Reggie Stephens

No. 46, 28, 29, 34
- Position: Cornerback

Personal information
- Born: February 21, 1975 (age 51) Shreveport, Louisiana, U.S.
- Listed height: 5 ft 10 in (1.78 m)
- Listed weight: 200 lb (91 kg)

Career information
- High school: Santa Cruz (Santa Cruz, California)
- College: Rutgers
- NFL draft: 1999: undrafted

Career history
- New York Giants (1999–2000); Kansas City Chiefs (2002)*; New York Giants (2002); (2003); Denver Broncos (2004)*; Nashville Kats (2005–2006);
- * Offseason and/or practice squad member only
- Stats at Pro Football Reference

= Reggie Stephens (cornerback) =

American football player (born 1975)

Reggie Stephens (born February 21, 1975) is an American former professional football player who was a cornerback in the National Football League (NFL) and in the Arena Football League (AFL). He played college football for the Rutgers Scarlet Knights.

==Early life==
Stephens was born in Shreveport, Louisiana. At age 15, he moved to Santa Cruz, California, where he attended Santa Cruz High School and played high school football with Brendon Ayanbadejo. Stephens also competed in the boy's 100- and 200-meter dash, long jump, and 400-meter relay at Santa Cruz High. Stephens is now listed in the Santa Cruz High School Athletics Hall of Fame and Scott’s Valley High for his achievements in these sports and coaching

==College career==
After graduating from Santa Cruz High, Stephens played junior college football at Cabrillo College in Aptos, California. He was then accepted to Rutgers University–New Brunswick, where he played college football for the Rutgers Scarlet Knights.
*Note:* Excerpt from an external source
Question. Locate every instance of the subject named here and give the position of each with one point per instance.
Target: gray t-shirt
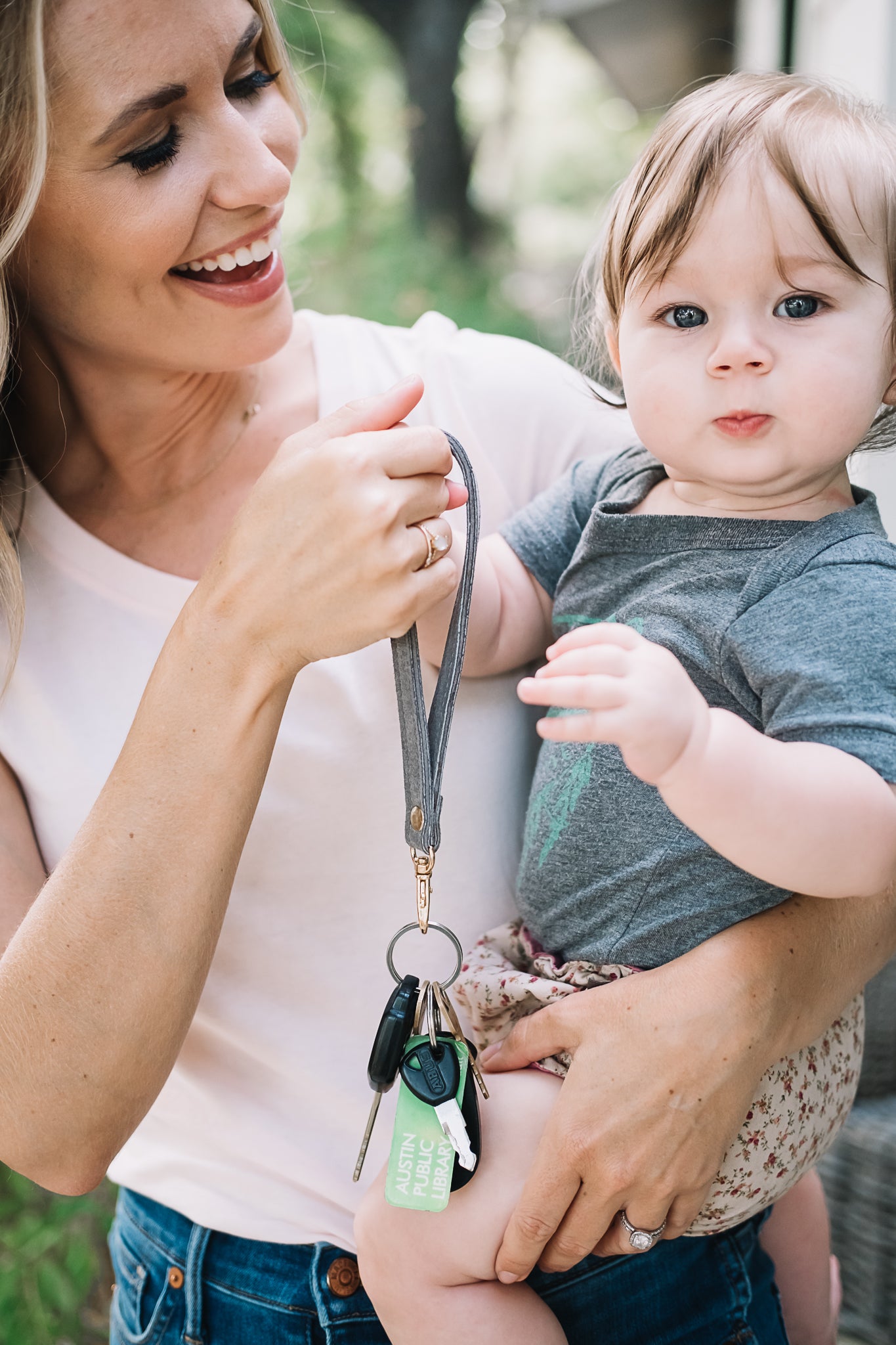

In his senior year, Stephens won the Homer Hazel Trophy, as MVP of the 1998 Rutgers Scarlet Knights football team, and was named First Team All-Big East by The Football News. He played in the East–West Shrine Bowl in January 1999 at Stanford Stadium.

==Professional career==
Stephens played for the NFL's New York Giants between 1999 and 2003. During his second season, in 2000, he recorded three interceptions and was a standout special teams player, helping the Giants reach Super Bowl XXXV.

== After Football ==

After he retired from playing, Stephens became a youth sports advocate. In 2017 he returned to Santa Cruz and founded the Reggie Stephens Foundation. The foundation trains boys and girls in baseketball and football. Stephens has also been an advisor to the Golden State Storm women's football team.